I sometimes hypothesize about reverse engineering code compiled for alternate (i.e. non-x86) CPU architectures. It makes one question why so much effort is focused on x86 RE (to which the simple and immediate answer is, because all the interesting code is compiled for the x86 architecture). Maybe I’m just enamored at how neat RISC code tends to be, with typical architectures featuring 32-bit instruction words. Writing a disassembler obviously embodies not even a fraction of the complexity of a decent x86 disassembler. Fortunately, the GNU binutils take care the disassembly details already (I recently posted a Wiki page on using objdump, even cross-compiling for non-native architectures). Here is some representative disassembly from a PowerPC ELF binary, for those who have never been exposed:
16b40: 80 e1 01 14 lwz r7,276(r1) 16b44: 7c 09 3a 14 add r0,r9,r7 16b48: 7d 3e 00 ae lbzx r9,r30,r0 16b4c: 55 20 e1 3e rlwinm r0,r9,28,4,31 16b50: 48 00 00 08 b 16b58 16b54: 38 00 00 0f li r0,15 16b58: 2c 0b 00 0f cmpwi r11,15 16b5c: 7c 04 03 78 mr r4,r0 16b60: 40 82 00 54 bne- 16bb4 16b64: 88 19 00 02 lbz r0,2(r25)

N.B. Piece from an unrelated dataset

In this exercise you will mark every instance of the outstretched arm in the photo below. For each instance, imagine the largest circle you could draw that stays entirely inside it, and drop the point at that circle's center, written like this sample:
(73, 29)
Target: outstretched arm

Quite a change from the typical x86 slop. Though I sometimes wonder what the ‘reduced’ in reduced instruction set computer (RISC) is really supposed to mean. It definitely doesn’t indicate reduced functionality for individual instructions. I looked up that rlwinm instruction: Rotate Left Word Immediate Then AND with Mask. I started to wonder if it would be simpler to compose an assembly re-targeter for a RISC CPU until I started reading up on this instruction.
And here’s some MIPS RISC code:
20157c: 84820002 lh v0,2(a0) 201580: 2484000a addiu a0,a0,10 201584: 44820000 mtc1 v0,$f0 201588: 46800020 cvt.s.w $f0,$f0 20158c: 46010002 mul.s $f0,$f0,$f1 201590: e4600000 swc1 $f0,0(v1) 201594: 0501fff2 bgez t0,0x201560 201598: 24630008 addiu v1,v1,8 20159c: 1000000a b 0x2015c8 2015a0: 3c020000 lui v0,0x0
As memory serves, with MIPS CPUs, you get the added fun of manually tracking in your brain the CPU pipelining. I.e., an arithmetic operation from one instruction may not be completed by the next instruction, which happens to operate on the same register, and the compiler was specifically counting on that, and you need to count on it as well during your RE efforts.
You’re probably thinking of delayed branching with the MIPS. In your snippet, the addiu instruction following the bgez conditional jump will always be executed. Likewise, the lui after the b instruction will also be executed. The reason for this is avoiding a costly pipeline flush when the branch is taken. Such a design reduces the need for branch prediction, and takes less silicon to implement.
Modern MIPS cores, I don’t know about old versions, do track inter-instruction register dependencies and stall the pipeline if an instruction needs results from an earlier instruction that hasn’t yet completed.
Regarding the meaning of reduced, one thing that all RISC architectures I’ve encountered have in common is a lack of instructions taking memory operands. The only memory operations supported are load and store, with some variants to support the atomic operations needed for locks. To perform arithmetic on a value stored in memory, it must be loaded into a register, manipulated there, and finally written back to memory.
Thanks for clarifying the delayed branching stuff. It has been a long time since I dealt with this stuff.
You can read at http://www.sasktelwebsite.net/jbayko/cpu.html (Great Microprocessors of the Past and Present) a lot of inner workings and history of CPUs.
About Power architecture, it says:
” RISC initially stood for Reduced Instruction Set Computer, but IBM defined it as Reduced Instruction Set Cycles, and implemented a relatively complex processor (POWER – Performance Optimization With Enhanced RISC) with more high level instructions than even many memory-data processors. “
IBM also introduced the wonderful instruction EIEIO: Enforce In-Order Execution of I/O, more commonly known as a memory barrier. Perhaps Motorola scores still higher with the 6809 and its SEX instruction, short for Sign EXtend.